Check out this excerpt of Undeniable on the beautiful logic of evolution:
We say fish are cold-blooded, or exothermic, meaning “temperature from the outside.” A marine mammal like a dolphin is warm-blooded; it has systems to keep itself at almost exactly the same temperature all the same, just like us. It uses calories to maintain that to be sure, but it can metabolize food efficiently, because its digestive chemical reactions are in a warm place. We say it is endothermic (“temperature from the inside”), just like us.

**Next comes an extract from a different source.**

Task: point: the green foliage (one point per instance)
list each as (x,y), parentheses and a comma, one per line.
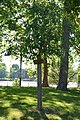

But check them out. Whether they’re exo- or endo-, whether they have gills or lungs, they have about the same shape. They have to in order to slip through the water with any reasonable efficiency. You might observe that fish tail fins are configured up and down, while whale tail flukes are set up side to side. You might think they’re quite different. Well functionally, not so much. Compare the flounder. It hatches ready to swim with its tail or caudal fin oriented up and down, vertically. But as a flounder matures, it rolls over and can lie flat on the ocean bottom. Its tail fin, along with its entire body, became horizontal. A flounder can swim without dragging its tail along the bottom. When we examine the ancestors of whales, on the other hand, we know they left the land and began to swim in the shallows. It’s reasonable that horizontal flukes were better for shallow seas—no thwapping the sand as you swim.